When the comparison value D is calculated, the searching party and the data party randomly generate a random number respectively, a secret sharing multiplication protocol is adopted to calculate the product c of all the random numbers, so that all parties cannot know the plaintext value of the product c, the plaintext value of the difference b is hidden by calculating the product D of the difference b and the product c through the secret sharing multiplication protocol, the searching party obtains the plaintext value of the product D, when the comparison value E is calculated, the searching party and the data party randomly generate a random number respectively, the secret sharing multiplication protocol is adopted to calculate the product f of all the random numbers, so that all parties cannot know the plaintext value of the product f, the secret sharing multiplication protocol is adopted to calculate the product g of the difference E and the product f, the plaintext value of the difference E is hidden, the searching party obtains the plaintext value of the product g, the searching party cannot calculate the number of data falling in a subinterval through the process of multiplying the random number, and the data privacy of the data party is protected.
Compared with the case that D > 0 in the step S4 in the embodiment 1, the method increases the steps of calculating the comparison value E and judging whether the data corresponding to the position index value p is the minimum value of the next subinterval according to whether the comparison value E is 0, so that the step of dividing the subinterval search again under the condition that the data corresponding to the position index value p is the minimum value of the subinterval is reduced, and the search efficiency is greatly improved.
Illustrating:
the searching party P1 performs joint data searching with the data party P2 and the data party P3, the data held by the searching party P1 is [3, 5 and 14], the data held by the data party P2 is [2, 5, 8, 10 and 18], and the data held by the data party P3 is [4, 11 and 17].

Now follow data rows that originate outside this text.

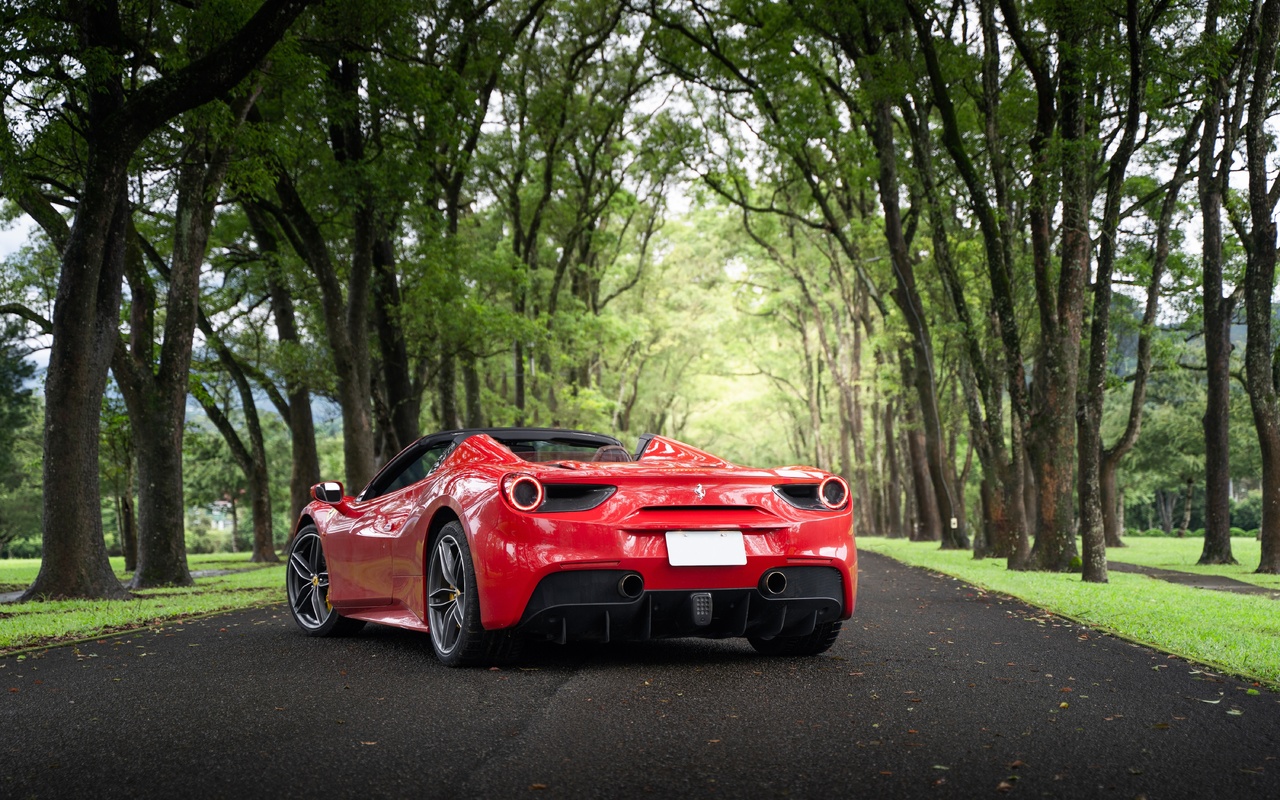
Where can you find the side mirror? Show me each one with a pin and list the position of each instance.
(328, 492)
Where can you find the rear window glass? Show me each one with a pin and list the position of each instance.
(551, 449)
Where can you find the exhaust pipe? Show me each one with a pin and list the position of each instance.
(631, 585)
(775, 583)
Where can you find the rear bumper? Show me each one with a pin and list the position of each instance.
(599, 606)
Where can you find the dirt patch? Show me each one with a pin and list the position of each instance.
(1215, 583)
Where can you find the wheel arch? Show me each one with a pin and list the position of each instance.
(443, 516)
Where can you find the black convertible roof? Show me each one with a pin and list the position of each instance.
(520, 434)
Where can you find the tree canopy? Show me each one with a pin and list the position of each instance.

The searching party P1 counts the number of data held by the searching party P1 to be 3, the data party P2 counts the number of data held by the searching party P2 to be 5, the data party P3 counts the number of data held by the searching party P1, the data party P2 and the data party P3 to be 3, the total number m of all data is calculated to be 11 by adopting a secret sharing algorithm, the total number m is obtained by the searching party to be 11, the position index value P of the data required to be searched by the searching party P1 is assumed to be 8, and a variable y is set, and the initial value of the variable y is 8.
All data are ordered from small to large as [2, 3, 4, 5, 5, 8, 10,11, 14, 17, 18], and the 8 th data from small to large, namely the data corresponding to the 8 th data of the position index value, namely 11, are to be found when the position index value p is 8.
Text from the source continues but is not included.